Build and test Azure Pipelines build status CodeQL Known vulnerabilities Quality Gate Status

Code style: prettier

An over-engineered CLI app, and an experiment with TypeScript/JavaScript (ECMAScript) aimed at:

  1. Creating a simulation of the famous counterintuitive Monty Hall problem
  2. Solving the strategy problem with Monte Carlo methods
  3. Creating a simulation of a general Montehall Problem with $n$ number of doors
  4. Producing fairly readable code and Node.js solution suitable for a pretty good practice tutorial.

Inspired by Numberphile's Monty Hall problem video.

Monty Hall Problem - Numberphile

Setup

Node.js (latest v16.x, or higher) and NPM (v9.x) are required to run the app:

npm install
npm run build

Or, using Docker and Bash (recommended)

docker pull node
docker run --rm --volume=$(pwd):/src --workdir="/src" node npm install
docker run --rm --volume=$(pwd):/src --workdir="/src" node npm run build

Running the CLI app

Running the default simulation with a player that does not switch:

npx montehall

or, with Docker and Bash

docker run --rm --volume="$(pwd):/src" --workdir="/src" node npx montehall

A player who does not switches their door pick should statistically win 1/3 of the games, given a sufficiently large number of random game attempts.

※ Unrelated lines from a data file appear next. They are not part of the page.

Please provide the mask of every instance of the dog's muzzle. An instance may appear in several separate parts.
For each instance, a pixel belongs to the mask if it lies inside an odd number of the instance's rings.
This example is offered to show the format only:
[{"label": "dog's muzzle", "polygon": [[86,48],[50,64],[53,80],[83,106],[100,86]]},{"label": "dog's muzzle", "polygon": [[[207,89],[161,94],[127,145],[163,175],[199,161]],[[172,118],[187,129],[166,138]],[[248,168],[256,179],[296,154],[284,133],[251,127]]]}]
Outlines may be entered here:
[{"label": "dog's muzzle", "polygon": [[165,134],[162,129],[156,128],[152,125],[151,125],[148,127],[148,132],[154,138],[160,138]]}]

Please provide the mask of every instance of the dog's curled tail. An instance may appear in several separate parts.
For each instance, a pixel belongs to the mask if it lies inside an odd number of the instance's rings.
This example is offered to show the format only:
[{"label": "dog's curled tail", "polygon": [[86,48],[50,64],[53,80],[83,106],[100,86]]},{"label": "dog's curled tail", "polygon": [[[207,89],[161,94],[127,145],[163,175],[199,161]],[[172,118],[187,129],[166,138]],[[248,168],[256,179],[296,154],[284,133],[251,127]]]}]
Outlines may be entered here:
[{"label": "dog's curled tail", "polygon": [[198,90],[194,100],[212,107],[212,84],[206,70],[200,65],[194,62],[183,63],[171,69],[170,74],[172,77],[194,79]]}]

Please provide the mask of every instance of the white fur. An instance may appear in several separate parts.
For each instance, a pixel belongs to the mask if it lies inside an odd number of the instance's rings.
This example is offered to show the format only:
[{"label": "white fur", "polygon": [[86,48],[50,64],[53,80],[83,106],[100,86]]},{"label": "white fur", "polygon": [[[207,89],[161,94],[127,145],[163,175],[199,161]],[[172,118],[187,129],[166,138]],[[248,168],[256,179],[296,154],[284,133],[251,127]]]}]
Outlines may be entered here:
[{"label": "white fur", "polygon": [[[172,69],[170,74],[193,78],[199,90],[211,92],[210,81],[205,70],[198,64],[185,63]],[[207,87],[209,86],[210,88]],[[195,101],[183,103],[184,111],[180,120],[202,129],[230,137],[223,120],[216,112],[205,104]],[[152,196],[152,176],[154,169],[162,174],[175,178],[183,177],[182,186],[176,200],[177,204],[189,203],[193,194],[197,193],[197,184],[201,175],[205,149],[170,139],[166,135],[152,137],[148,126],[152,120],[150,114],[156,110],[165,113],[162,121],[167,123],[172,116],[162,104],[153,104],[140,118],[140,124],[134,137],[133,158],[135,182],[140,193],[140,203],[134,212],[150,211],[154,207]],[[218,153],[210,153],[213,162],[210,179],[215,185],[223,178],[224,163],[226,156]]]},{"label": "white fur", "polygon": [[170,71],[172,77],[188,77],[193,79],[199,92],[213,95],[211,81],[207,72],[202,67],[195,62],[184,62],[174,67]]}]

However, a prudent, or "wise," player who switches pick should win 2/3 of the games, which can be simulated using the --wise option:

npx montehall --wise

A list of available options is accessible from the CLI:

npx montehall --help

Number of game simulations

The default number of simulated games is 16384. This can be changed using the --games option, or by changing the value for the games key in the config.json configuration file.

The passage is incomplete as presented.